Retired Court of Appeal judge, the Rt Hon Baroness Heather Hallett DBE, will chair the Inquiry and Hugo Keith QC has been appointed as Lead Counsel to the Inquiry, with further counsel presently being appointed.

Baroness Hallett will bring to the Inquiry extensive experience of high-profile inquests, inquiries and reviews.  Her previous roles have included acting as coroner for the inquests of the 56 people who died in the 7 July 2005 London bombings and, at the time her appointment as Chair of the Inquiry was announced, in December 2021, she was chair of the public inquiry into the death of Dawn Sturgess, who died in the 2018 Wiltshire Novichok poisonings. 

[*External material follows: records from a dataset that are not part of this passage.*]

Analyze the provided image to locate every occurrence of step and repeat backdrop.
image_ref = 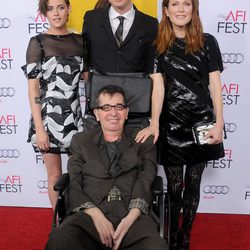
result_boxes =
[0,0,250,214]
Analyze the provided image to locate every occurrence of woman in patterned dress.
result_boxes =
[22,0,83,209]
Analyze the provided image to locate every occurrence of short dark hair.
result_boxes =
[95,85,126,107]
[38,0,70,16]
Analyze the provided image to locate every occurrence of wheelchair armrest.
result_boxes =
[54,173,69,192]
[151,175,164,196]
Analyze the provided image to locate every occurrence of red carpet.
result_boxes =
[0,207,250,250]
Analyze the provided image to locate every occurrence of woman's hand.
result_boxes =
[135,122,159,143]
[36,130,50,152]
[204,124,224,144]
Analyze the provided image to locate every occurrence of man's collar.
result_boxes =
[109,5,135,19]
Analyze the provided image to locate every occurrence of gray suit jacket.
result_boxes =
[66,128,157,214]
[82,5,158,73]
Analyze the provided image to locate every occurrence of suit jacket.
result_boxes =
[66,128,157,214]
[82,8,158,73]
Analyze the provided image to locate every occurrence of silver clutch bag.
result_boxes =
[192,122,226,145]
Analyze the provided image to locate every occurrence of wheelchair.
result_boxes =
[52,173,170,244]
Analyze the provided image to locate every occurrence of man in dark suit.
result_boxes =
[46,85,167,250]
[82,0,164,143]
[82,0,158,73]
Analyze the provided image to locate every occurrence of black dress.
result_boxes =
[156,34,224,166]
[22,33,83,153]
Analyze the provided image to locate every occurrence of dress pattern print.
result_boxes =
[22,34,83,153]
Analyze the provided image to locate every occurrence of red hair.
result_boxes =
[156,0,204,54]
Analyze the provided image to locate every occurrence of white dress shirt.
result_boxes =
[109,5,135,41]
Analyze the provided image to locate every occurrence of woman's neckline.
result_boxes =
[43,32,72,37]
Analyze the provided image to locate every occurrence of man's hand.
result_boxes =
[112,208,141,250]
[84,207,114,248]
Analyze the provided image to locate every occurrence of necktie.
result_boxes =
[115,16,125,46]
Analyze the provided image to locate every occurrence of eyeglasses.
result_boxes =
[97,103,127,112]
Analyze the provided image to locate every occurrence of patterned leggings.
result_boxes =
[164,162,206,235]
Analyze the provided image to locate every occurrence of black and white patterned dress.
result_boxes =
[22,33,83,153]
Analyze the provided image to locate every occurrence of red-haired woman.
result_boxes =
[152,0,224,249]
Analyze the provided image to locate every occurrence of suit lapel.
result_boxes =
[117,133,133,161]
[93,131,110,170]
[121,10,142,46]
[100,8,118,46]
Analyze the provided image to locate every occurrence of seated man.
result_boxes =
[46,85,167,250]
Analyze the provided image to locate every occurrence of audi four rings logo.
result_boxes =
[0,17,11,29]
[0,149,20,159]
[221,53,244,64]
[225,122,237,133]
[203,185,229,194]
[37,180,48,189]
[0,87,16,97]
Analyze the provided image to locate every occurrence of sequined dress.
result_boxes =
[22,33,83,153]
[156,33,224,166]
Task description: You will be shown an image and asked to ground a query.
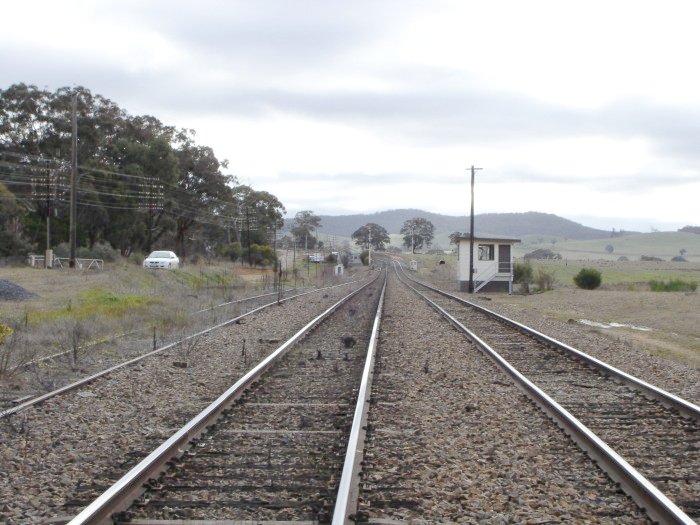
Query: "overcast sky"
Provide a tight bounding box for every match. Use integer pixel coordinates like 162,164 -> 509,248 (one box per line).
0,0 -> 700,231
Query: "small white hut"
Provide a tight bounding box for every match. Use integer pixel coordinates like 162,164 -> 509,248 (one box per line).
457,236 -> 520,293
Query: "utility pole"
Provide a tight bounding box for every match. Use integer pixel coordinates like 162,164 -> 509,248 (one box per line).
68,93 -> 78,268
468,165 -> 482,293
367,226 -> 372,268
411,224 -> 416,255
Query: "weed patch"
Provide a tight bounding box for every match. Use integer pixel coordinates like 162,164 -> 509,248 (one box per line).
27,288 -> 161,324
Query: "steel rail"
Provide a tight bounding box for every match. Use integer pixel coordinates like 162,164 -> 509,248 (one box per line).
394,267 -> 695,525
401,262 -> 700,421
0,274 -> 366,419
68,274 -> 379,525
332,269 -> 388,525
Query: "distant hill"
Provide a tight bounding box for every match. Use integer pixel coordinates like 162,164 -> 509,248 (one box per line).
285,209 -> 610,240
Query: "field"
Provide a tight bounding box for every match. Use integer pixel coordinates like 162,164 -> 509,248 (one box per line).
402,254 -> 700,368
513,232 -> 700,263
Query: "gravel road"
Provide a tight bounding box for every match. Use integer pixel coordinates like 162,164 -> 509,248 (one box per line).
0,279 -> 35,301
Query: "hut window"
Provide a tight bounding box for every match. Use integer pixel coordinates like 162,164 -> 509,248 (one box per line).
479,244 -> 495,261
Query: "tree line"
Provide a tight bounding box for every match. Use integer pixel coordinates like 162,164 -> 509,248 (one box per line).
0,84 -> 285,263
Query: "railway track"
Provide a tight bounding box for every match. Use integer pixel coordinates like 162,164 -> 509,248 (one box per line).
396,260 -> 700,520
0,272 -> 378,525
6,262 -> 699,525
61,268 -> 383,525
0,283 -> 366,419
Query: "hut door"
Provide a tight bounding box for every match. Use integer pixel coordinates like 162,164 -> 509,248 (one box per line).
498,244 -> 511,273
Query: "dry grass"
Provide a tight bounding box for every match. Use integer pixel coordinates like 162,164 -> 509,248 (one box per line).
394,255 -> 700,367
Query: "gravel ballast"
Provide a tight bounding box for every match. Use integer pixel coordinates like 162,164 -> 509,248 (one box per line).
0,279 -> 36,301
0,276 -> 372,525
361,272 -> 649,524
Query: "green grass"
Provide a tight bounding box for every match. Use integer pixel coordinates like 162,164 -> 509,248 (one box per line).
170,269 -> 238,290
514,232 -> 700,264
649,279 -> 698,292
27,288 -> 161,324
531,259 -> 700,288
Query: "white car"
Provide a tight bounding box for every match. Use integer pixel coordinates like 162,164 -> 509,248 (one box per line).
143,251 -> 180,268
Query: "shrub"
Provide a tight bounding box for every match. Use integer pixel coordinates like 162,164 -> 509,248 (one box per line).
513,260 -> 533,283
53,242 -> 119,262
0,323 -> 12,345
77,242 -> 119,262
216,242 -> 243,262
649,279 -> 698,292
574,268 -> 603,290
249,244 -> 276,266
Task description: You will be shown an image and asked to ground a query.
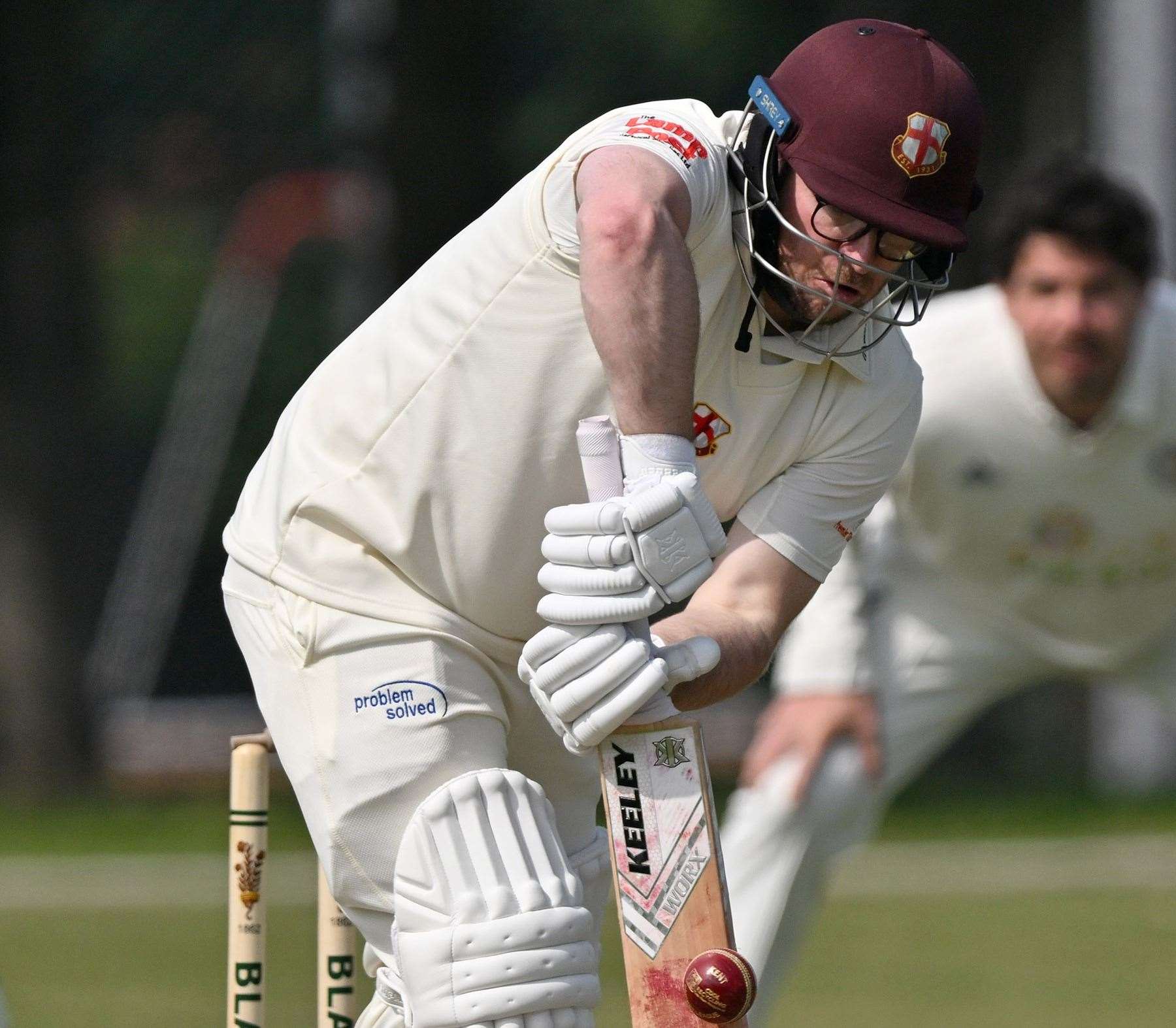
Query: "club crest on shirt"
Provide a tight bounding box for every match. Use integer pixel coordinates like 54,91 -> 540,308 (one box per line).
1032,507 -> 1094,552
694,403 -> 732,456
1148,442 -> 1176,489
890,110 -> 951,179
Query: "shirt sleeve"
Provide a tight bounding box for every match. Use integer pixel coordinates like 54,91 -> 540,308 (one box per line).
544,103 -> 727,257
772,509 -> 883,696
738,388 -> 922,582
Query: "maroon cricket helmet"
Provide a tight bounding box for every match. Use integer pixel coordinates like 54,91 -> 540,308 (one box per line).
768,18 -> 985,252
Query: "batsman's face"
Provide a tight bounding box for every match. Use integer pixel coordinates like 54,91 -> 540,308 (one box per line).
1002,232 -> 1143,427
773,168 -> 900,325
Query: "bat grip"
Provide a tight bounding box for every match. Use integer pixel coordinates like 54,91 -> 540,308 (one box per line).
576,415 -> 649,642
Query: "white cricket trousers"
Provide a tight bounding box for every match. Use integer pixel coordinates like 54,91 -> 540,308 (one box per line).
722,619 -> 1176,1025
222,560 -> 600,1023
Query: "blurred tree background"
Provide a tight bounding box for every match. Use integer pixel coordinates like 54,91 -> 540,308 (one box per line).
0,0 -> 1166,789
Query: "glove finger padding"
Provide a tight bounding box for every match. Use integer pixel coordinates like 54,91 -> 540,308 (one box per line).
394,769 -> 600,1028
519,625 -> 667,754
657,635 -> 722,688
538,472 -> 727,625
535,581 -> 668,625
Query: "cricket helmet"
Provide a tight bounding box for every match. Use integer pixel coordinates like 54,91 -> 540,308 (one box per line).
729,19 -> 983,356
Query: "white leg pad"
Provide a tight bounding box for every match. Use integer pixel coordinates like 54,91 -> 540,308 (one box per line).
394,768 -> 600,1028
568,825 -> 613,946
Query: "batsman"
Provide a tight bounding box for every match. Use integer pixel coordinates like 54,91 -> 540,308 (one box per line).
223,20 -> 982,1028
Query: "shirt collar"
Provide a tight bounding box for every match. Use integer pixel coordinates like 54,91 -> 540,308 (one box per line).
755,305 -> 901,382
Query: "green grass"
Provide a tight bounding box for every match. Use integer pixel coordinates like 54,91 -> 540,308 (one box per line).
7,784 -> 1176,855
0,790 -> 1176,1028
772,890 -> 1176,1028
0,890 -> 1176,1028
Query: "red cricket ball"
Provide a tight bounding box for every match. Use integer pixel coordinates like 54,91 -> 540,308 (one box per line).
682,949 -> 755,1025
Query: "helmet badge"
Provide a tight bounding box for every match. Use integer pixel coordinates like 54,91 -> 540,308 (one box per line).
890,110 -> 951,179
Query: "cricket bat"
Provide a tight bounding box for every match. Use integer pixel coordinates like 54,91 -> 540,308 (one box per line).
576,418 -> 747,1028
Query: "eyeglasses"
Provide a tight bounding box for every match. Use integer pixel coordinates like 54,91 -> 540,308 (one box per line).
809,193 -> 926,262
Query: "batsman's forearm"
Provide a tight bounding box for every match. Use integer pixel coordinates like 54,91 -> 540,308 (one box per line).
653,603 -> 779,710
580,203 -> 698,439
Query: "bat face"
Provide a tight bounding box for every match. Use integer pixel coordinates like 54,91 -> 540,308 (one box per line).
598,718 -> 745,1028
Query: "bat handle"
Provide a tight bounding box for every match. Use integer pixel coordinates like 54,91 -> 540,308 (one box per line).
576,415 -> 625,503
576,415 -> 649,642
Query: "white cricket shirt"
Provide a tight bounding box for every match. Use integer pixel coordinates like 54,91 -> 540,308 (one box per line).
223,100 -> 920,659
774,284 -> 1176,690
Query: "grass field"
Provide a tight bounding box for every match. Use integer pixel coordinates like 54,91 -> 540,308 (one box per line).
0,796 -> 1176,1028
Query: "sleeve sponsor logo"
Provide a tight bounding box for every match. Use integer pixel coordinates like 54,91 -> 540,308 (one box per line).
625,114 -> 710,167
354,678 -> 449,721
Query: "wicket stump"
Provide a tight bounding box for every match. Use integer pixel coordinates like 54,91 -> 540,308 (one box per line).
227,731 -> 357,1028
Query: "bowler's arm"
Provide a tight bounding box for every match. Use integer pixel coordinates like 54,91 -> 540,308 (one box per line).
576,146 -> 698,439
654,521 -> 819,710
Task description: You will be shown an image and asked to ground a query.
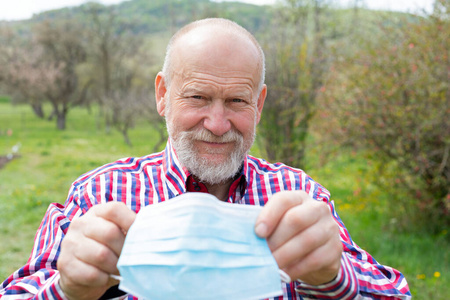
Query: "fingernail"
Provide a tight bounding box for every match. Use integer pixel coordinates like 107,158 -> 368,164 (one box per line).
255,223 -> 268,237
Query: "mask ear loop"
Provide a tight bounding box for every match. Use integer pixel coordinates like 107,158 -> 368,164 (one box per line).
109,274 -> 122,281
278,269 -> 292,283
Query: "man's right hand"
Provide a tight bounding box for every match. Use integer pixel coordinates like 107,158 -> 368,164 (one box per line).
57,202 -> 136,300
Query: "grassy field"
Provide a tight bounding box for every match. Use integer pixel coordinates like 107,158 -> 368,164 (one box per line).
0,99 -> 450,299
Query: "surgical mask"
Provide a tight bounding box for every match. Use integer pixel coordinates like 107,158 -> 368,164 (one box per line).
117,193 -> 289,300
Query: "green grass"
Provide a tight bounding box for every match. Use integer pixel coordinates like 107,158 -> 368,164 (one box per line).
0,98 -> 450,299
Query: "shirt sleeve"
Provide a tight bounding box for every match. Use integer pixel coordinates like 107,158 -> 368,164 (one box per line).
0,176 -> 130,300
296,201 -> 411,299
0,203 -> 70,300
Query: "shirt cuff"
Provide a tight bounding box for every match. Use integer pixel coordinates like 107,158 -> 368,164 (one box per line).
37,272 -> 68,300
47,273 -> 128,300
295,253 -> 359,299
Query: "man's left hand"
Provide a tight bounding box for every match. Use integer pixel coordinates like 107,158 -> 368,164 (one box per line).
255,191 -> 342,285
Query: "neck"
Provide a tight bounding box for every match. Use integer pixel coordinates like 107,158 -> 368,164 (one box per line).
205,179 -> 233,201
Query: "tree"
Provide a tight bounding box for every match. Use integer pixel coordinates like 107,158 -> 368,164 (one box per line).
34,18 -> 91,130
84,3 -> 165,145
323,0 -> 450,231
0,26 -> 48,118
259,0 -> 327,167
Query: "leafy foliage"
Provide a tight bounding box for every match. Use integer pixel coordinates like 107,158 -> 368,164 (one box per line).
324,1 -> 450,232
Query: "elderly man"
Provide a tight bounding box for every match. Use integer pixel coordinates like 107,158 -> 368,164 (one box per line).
0,19 -> 410,299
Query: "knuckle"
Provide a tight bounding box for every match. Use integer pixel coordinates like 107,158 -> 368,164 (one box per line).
95,247 -> 110,264
284,210 -> 302,228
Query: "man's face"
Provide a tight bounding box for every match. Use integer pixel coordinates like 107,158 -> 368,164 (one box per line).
158,27 -> 265,184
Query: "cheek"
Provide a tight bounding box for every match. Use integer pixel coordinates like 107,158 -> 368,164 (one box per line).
232,111 -> 256,137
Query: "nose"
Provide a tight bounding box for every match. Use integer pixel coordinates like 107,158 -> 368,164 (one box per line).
203,101 -> 231,136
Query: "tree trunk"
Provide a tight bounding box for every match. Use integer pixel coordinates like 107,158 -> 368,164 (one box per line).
31,103 -> 45,119
56,112 -> 66,130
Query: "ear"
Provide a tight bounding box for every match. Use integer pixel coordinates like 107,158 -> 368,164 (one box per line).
155,72 -> 167,117
256,84 -> 267,124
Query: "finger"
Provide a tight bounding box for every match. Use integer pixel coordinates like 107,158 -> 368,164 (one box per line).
57,239 -> 109,287
267,200 -> 322,252
272,220 -> 329,269
255,191 -> 309,238
74,239 -> 119,274
83,217 -> 125,256
283,236 -> 342,285
91,201 -> 136,232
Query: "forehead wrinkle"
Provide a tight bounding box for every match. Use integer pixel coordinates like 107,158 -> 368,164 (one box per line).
175,71 -> 256,89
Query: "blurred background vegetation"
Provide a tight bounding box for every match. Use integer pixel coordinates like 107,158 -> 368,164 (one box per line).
0,0 -> 450,299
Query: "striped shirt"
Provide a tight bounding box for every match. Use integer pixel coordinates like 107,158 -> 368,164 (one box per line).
0,141 -> 411,300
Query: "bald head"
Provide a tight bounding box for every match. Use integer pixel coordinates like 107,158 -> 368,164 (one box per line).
162,18 -> 265,90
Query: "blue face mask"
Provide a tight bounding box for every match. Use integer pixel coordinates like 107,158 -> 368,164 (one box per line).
117,193 -> 282,300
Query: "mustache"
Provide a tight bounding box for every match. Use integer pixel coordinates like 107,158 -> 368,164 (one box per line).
189,128 -> 243,143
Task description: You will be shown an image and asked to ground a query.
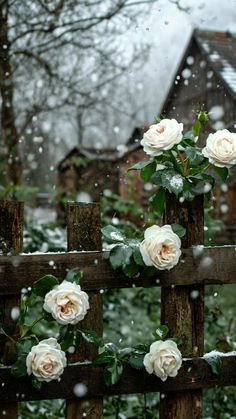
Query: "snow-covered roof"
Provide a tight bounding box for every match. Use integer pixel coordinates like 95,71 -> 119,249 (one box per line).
194,30 -> 236,98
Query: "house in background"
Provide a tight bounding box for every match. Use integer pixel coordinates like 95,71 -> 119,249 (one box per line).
162,30 -> 236,131
58,127 -> 148,221
162,30 -> 236,243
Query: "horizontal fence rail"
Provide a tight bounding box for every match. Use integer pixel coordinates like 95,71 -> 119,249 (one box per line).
0,355 -> 236,403
0,246 -> 236,295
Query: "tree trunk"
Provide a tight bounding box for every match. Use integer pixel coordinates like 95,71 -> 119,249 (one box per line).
0,0 -> 22,185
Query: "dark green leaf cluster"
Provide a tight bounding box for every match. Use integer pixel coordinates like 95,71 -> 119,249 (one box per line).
130,110 -> 228,217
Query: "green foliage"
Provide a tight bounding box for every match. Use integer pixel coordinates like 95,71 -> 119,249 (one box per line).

In August 2021, the Scottish Government announced that it would be setting up its own public inquiry into the handling of the Covid pandemic in Scotland, though would still liaise with the UK government and other devolved administrations on the terms of the UK-wide Inquiry to avoid duplication and overlap.  The Scottish inquiry will be chaired by The Honourable Lady Poole QC, Senator of the College of Justice of Scotland, and its Terms of Reference were published in December 2021. These covered 12 areas of investigation including financial support and guidance given to businesses and were also informed by public engagement.  The period covered by the Scottish inquiry will be from 1 January 2020 to 31 December 2022, but it will also consider pandemic planning undertaken prior to this.  

Stakeholders will be concerned that any delays to the start of the Inquiry could see crucial evidence being lost, particularly in government where concerns have previously been raised that digital evidence, including messages on private correspondence channels such as WhatsApp, may not be being adequately preserved.  It remains the case that organisations need to ensure that they are retaining records, information and data which might be relevant to the Inquiry and they should also ensure that they have adequate digital preservation infrastructure and records management processes in place.

Once the current consultation period closes on 7 April, we can expect a further update on the process and timescales involved. We will continue to monitor the Inquiry closely and provide further updates as information comes to light.